En quittant le PS, Jean-Noël Guérini avait promis de « peser sur les prochaines échéances électorales ». Il l’a fait lors des municipales et des sénatoriales. En 2015, il compte bien transformer l’essai lors des départementales… avant de faire face à plusieurs procès en 2016.

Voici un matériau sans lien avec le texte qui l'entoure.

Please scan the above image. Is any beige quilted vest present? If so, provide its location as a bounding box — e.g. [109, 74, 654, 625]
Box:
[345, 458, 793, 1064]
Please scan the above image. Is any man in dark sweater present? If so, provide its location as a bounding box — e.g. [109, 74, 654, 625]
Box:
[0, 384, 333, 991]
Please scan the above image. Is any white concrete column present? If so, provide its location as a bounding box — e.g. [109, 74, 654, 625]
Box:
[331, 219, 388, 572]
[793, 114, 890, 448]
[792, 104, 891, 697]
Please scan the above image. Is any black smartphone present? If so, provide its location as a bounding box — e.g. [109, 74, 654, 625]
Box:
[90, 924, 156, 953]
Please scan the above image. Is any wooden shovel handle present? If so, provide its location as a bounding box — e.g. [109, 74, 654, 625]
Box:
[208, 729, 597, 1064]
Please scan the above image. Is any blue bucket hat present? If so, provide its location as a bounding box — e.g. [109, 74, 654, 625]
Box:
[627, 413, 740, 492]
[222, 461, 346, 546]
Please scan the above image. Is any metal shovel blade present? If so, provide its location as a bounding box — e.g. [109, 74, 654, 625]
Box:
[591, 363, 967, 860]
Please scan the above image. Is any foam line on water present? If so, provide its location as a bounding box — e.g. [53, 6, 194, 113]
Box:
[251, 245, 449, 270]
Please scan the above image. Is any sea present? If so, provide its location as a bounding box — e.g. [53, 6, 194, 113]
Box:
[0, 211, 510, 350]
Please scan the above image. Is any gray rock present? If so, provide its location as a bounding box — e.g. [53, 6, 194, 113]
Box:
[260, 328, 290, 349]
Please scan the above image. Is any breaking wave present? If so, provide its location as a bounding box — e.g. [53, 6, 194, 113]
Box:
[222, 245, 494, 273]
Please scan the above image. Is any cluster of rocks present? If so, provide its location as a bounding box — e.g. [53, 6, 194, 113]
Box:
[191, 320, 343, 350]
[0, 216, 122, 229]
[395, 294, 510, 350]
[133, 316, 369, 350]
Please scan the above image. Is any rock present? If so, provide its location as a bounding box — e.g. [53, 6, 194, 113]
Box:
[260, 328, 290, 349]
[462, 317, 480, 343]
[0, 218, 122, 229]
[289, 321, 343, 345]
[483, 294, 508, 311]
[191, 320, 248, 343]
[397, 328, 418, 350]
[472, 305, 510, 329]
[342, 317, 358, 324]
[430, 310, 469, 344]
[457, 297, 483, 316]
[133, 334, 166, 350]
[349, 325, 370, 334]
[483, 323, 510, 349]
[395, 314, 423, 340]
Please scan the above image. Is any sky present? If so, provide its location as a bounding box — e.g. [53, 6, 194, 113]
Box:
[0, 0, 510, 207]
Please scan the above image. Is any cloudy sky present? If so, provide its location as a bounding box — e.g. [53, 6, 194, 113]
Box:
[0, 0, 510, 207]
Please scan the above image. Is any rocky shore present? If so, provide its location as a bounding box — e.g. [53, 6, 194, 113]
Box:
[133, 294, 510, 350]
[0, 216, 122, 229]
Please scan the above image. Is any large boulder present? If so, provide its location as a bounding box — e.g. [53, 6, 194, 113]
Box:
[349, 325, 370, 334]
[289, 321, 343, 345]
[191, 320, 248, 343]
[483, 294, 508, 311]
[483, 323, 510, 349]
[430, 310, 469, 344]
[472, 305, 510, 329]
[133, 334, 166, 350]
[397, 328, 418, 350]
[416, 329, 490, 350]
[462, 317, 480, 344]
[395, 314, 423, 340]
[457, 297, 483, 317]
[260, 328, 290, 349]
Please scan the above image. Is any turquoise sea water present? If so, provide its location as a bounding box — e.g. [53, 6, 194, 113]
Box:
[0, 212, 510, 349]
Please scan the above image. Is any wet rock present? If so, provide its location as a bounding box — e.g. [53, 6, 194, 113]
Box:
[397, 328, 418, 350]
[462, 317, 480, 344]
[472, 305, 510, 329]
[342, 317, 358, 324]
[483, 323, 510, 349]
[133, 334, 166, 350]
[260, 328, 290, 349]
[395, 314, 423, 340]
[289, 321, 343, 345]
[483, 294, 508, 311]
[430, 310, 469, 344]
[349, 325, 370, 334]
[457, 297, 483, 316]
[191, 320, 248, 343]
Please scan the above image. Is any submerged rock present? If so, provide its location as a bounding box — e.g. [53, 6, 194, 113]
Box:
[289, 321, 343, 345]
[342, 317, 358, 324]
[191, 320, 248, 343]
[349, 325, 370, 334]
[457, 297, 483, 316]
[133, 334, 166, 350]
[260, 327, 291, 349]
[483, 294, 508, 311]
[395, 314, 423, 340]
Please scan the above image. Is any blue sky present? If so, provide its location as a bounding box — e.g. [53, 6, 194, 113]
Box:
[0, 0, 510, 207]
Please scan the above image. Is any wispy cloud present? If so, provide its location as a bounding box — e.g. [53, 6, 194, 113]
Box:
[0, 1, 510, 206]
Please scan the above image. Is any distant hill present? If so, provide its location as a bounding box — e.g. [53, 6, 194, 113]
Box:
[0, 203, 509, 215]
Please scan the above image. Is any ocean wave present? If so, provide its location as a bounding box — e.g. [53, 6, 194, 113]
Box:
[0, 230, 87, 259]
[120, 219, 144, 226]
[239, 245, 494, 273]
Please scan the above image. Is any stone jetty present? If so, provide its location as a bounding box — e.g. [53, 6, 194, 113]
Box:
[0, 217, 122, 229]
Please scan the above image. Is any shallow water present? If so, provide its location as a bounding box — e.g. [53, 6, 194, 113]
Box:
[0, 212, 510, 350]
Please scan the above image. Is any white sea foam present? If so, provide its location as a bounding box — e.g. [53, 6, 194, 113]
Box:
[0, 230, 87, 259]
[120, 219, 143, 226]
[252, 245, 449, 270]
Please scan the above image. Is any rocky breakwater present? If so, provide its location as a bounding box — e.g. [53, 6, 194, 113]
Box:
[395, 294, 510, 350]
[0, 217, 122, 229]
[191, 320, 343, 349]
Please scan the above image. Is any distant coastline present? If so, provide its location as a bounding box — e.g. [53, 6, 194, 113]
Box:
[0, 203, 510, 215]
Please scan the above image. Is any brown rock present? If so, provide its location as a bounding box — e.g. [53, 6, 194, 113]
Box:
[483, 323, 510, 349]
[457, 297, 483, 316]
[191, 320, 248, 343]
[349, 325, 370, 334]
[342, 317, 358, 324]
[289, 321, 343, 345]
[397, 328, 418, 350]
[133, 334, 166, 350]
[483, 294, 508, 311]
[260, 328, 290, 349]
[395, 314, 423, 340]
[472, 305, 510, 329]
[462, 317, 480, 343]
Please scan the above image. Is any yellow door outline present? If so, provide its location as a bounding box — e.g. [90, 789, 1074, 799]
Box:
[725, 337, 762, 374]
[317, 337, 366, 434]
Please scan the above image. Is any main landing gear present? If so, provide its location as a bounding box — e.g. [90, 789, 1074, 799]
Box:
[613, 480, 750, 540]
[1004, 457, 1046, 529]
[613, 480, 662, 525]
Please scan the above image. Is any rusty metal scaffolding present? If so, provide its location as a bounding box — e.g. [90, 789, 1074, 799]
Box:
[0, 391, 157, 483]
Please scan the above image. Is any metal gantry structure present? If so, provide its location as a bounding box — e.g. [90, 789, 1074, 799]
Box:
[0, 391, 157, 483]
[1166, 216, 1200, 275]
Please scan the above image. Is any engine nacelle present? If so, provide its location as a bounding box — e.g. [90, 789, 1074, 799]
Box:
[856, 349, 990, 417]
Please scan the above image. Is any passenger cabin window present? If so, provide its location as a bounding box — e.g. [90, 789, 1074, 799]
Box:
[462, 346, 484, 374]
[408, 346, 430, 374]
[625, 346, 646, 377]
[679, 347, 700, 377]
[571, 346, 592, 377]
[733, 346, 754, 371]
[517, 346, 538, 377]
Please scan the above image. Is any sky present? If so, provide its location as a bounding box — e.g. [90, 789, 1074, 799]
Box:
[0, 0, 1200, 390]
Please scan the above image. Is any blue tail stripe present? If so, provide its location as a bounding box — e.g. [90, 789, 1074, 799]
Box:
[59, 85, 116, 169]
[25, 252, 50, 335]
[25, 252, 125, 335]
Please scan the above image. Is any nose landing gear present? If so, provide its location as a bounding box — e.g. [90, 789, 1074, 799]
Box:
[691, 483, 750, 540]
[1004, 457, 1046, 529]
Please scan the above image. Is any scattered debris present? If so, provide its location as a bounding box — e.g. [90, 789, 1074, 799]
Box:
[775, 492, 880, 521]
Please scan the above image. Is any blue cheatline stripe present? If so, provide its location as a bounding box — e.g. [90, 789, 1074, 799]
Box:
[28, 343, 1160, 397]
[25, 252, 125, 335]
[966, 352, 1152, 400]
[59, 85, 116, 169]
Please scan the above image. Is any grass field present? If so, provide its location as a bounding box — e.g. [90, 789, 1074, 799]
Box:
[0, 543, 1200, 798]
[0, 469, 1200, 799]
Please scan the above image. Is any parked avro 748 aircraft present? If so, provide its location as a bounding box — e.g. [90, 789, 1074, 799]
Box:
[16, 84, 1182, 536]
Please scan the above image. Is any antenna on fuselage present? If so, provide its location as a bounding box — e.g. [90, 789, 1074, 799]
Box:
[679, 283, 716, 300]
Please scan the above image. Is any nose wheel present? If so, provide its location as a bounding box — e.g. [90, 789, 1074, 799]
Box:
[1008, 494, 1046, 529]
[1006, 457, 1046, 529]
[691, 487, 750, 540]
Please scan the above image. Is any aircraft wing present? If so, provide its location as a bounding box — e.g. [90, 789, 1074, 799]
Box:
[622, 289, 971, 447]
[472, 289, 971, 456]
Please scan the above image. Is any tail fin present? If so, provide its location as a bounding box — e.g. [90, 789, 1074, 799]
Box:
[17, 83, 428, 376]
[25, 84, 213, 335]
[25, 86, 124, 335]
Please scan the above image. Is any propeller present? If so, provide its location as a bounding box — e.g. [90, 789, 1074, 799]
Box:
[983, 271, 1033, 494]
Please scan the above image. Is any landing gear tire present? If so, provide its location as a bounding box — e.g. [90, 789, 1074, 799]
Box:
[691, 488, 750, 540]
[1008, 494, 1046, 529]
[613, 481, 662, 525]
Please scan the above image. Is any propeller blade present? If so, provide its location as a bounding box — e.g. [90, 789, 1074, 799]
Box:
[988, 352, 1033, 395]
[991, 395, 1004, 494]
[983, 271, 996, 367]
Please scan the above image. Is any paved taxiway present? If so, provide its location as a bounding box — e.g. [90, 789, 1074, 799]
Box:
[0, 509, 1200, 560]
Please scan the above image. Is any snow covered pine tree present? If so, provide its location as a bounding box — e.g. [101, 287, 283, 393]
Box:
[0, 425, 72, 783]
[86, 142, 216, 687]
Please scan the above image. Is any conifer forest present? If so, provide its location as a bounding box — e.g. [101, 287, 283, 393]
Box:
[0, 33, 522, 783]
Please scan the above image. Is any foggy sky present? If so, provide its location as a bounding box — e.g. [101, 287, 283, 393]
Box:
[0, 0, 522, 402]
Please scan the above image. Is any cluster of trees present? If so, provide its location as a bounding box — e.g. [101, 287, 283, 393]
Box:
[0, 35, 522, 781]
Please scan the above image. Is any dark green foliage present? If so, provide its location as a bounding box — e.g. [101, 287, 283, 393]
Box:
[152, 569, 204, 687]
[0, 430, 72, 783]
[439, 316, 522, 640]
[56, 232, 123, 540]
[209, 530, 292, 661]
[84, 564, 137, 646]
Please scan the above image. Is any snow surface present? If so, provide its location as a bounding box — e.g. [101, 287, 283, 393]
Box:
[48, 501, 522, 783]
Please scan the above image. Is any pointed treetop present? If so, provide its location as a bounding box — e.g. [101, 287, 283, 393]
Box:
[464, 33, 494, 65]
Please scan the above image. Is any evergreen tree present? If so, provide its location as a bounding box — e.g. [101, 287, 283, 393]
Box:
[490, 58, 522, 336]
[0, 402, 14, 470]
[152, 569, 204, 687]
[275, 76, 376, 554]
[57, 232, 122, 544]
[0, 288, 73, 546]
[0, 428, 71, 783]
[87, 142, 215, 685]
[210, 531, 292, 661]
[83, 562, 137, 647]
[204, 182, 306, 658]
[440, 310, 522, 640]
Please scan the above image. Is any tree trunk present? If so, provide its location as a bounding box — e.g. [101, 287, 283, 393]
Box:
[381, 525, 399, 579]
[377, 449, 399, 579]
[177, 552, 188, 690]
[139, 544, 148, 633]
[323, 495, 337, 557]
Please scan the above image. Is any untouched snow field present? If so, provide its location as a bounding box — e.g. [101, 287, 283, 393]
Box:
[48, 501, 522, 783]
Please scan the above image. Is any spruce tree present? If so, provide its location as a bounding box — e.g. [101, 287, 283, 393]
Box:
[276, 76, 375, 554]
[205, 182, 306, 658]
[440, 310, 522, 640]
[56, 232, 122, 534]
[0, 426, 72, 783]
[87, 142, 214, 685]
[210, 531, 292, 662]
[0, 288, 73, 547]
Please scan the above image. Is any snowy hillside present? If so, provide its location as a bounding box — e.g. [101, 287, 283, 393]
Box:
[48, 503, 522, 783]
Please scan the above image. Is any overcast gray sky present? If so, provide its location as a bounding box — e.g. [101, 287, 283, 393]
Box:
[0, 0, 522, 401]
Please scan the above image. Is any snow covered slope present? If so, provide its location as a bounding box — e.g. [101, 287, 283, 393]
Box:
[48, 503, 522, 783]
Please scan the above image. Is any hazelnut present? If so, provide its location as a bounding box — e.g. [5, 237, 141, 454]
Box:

Ce jeudi, naît un nouveau parti à Marseille. Le parti des « amis de Jean-Noël Guérini« , résume le site Marsactu… Après sa réélection et le succès des candidats estampillés « Force 13 » aux élections sénatoriales, l’association loi 1901 fait sa mue. Objectif: les départementales de mars 2015. Et tant pis si ce mouvement siphonne encore des voix au PS local. Ou tant mieux… 

 

« Pas siphonné, récupéré. C’est moins connoté. Nous avons d’ailleurs récupéré des voix d’un peu partout, de gauche comme de droite », corrige Michel Amiel, socialiste historique qui a rendu sa carte du PS en juin 2013. Un peu plus d’un an plus tard, il était propulsé au Sénat en compagnie de Mireille Jouve, également soutenue par Force 13. C’est dans la commune dont Michel Amiel est maire, Pennes-Mirabeau, que Jean-Noël Guérini vient baptiser son nouveau parti, ce jeudi soir.  

 

 

Mais attention, « si Jean-Noël Guérini est bien à l’origine de ce parti, nous ne sommes pas un mouvement bonapartiste dédié au soutien d’un seul homme », tient à nuancer Michel Amiel. Le but de Force 13 est de « donner une caisse de résonance à l’opposition au projet actuel de métropole » Aix-Marseille, plaide le sénateur-maire. Un projet qui lui semble synonyme de « confiscation » du pouvoir des maires au profit de Marseille « dont il faut combler le déficit abyssal ». Cette ligne a séduit « des maires de tous bords, ce qui explique notre résultat aux élections sénatoriales« , estime Michel Amiel. 

 

Les maires ont également été séduits par les aides aux communes, distribuées ou promises par le Conseil général des Bouches-du-Rhône… présidé par Jean-Noël Guérini lui-même. Il a généreusement « dégainé le chéquier », raconte Mediapart, en chiffrant ses largesses à quelque 360 millions d’euros. Ces aides financières, auxquelles les maires peuvent prétendre, « n’auraient pas eu cette intensité sans Jean-Noël Guérini. Les maires y ont été sensibles », estime Michel Pezet, conseiller général PS.  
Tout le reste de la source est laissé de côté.